Schlumberger Lets Go of Workers in Venezuela as it Scales Back
Oilfield services company Schlumberger has let go of workers and pulled out of projects as it cuts operations in crisis-stricken Venezuela, sparking worker protests and heightening worry over the OPEC country’s slumping oil output.
Schlumberger in April said it would reduce activity in the South American OPEC nation, which accounted for less than 5 percent of the company’s consolidated revenue last year, due to insufficient payments and no improvements on the horizon.
As a result, employees working on projects ranging from the oil-rich Maracaibo Lake to the Orinoco Belt are being laid off, workers and a union leader said, an ominous sign for Venezuela’s slumping crude production and crumbling economy.
“They’re getting rid of almost all the workers because they’re reducing operations and the contracts won’t be renovated because of debt owed by PDVSA,” said a Schlumberger employee in Venezuela’s eastern city of Maturin, asking to remain anonymous because he was not authorized to speak with media.
Houston-based Schlumberger declined to comment.
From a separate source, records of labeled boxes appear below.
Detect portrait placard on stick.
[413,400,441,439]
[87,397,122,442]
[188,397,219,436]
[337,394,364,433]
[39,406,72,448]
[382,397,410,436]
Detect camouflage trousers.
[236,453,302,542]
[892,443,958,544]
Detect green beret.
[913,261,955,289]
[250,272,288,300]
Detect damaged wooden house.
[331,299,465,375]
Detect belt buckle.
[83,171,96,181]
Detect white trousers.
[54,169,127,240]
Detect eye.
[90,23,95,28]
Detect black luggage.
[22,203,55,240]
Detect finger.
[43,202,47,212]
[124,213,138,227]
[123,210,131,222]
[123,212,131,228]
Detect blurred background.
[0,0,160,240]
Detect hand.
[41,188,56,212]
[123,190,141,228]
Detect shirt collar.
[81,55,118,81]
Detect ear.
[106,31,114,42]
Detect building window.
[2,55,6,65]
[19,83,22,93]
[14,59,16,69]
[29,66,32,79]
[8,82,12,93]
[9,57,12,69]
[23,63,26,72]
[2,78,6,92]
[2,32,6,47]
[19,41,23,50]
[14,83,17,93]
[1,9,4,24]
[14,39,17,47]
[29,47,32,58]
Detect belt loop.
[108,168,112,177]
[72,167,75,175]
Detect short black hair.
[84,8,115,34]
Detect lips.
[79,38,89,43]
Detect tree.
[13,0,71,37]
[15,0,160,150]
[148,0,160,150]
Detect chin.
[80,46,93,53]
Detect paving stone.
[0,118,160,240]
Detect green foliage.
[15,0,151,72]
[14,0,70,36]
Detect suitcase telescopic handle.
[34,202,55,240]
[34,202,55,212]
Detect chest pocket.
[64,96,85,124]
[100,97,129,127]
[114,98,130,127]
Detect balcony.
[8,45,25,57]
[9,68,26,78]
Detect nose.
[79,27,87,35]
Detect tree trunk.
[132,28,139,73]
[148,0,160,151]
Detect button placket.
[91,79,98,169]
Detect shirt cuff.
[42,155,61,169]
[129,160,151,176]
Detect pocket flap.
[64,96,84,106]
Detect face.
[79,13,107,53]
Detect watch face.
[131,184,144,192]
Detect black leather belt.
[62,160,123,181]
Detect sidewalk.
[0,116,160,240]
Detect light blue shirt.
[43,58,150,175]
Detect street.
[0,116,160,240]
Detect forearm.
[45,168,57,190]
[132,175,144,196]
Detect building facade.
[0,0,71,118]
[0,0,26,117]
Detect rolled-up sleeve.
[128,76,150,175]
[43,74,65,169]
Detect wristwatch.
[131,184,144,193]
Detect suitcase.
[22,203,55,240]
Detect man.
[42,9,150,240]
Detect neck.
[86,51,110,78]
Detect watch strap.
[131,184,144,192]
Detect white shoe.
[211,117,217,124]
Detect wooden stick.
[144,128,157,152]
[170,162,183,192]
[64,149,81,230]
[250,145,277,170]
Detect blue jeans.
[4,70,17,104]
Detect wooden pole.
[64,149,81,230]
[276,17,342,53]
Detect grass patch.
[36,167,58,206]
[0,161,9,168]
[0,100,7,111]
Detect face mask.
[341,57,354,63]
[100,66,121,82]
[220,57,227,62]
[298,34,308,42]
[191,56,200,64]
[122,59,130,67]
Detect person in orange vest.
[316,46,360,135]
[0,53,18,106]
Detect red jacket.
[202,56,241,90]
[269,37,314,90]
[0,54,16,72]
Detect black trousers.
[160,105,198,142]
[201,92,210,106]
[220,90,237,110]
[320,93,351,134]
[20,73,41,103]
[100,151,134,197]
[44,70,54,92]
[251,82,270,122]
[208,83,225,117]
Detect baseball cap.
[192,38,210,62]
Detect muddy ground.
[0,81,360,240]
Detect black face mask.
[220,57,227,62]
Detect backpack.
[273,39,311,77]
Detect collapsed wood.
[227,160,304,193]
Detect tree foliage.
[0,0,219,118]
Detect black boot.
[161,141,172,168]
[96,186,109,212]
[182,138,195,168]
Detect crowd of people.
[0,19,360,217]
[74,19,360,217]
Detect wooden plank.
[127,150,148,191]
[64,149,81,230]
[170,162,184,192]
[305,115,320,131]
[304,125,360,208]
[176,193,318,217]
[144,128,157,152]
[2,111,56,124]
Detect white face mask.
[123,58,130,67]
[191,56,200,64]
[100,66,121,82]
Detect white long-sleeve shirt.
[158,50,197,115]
Caracas-based PDVSA did not respond to a request for comment.
Ivan Freites, a union leader and fierce PDVSA critic, said some 600 workers are being fired in Zulia state, whose capital is Maracaibo, and 2,000 workers are being let go nationally.
While the exact number of laid-off workers was not immediately clear, the dismissals could further stoke social unrest as Venezuelans struggle to eat three meals a day amid worsening food shortages and triple-digit inflation.
Some Schlumberger workers protested the layoffs in Maracaibo on Wednesday.
A worker in Venezuela’s oil-rich Orinoco Belt said Schlumberger had scaled back its projects and was now only working on Petropiar, a joint venture between PDVSA and U.S. oil company Chevron, and Petromonagas, a joint venture between PDVSA and Russian oil giant Rosneft.
PDVSA, exclusive operator of Venezuela’s vast oilfields, has run up billions of dollars in unpaid bills to service providers as a result of cash-flow problems amid a deep recession.
U.S. oil services company Halliburton Co in April also said it would begin curtailing activity in Venezuela. It also declined to comment on its scale-back.
PDVSA’s president Eulogio Del Pino told Reuters in June that it was close to reaching a deal with Schlumberger to boost services again, but there have been no details on the potential agreement.
Schlumberger’s declining presence comes as Venezuelan oil fields suffer from lack of spare parts, a brain drain, crime, and maintenance issues.
The country’s crude output fell to some 2.364 million barrels per day in June, from 2.675 million in the same month last year, according to data OPEC says was provided by Venezuela. The drop could help erode a supply glut that has weighed on prices.
Of course, Schlumberger and Halliburton’s dwindling operations in Venezuela could also provide opportunities for their rivals.
One Schlumberger source said a PDVSA unit and Bohai Drilling Service, a unit of China National Petroleum Corp (CNPC), were pocketing some of the contracts. An official at Bohai declined to comment and CNPC, China’s top energy group, did not respond to a request for comment.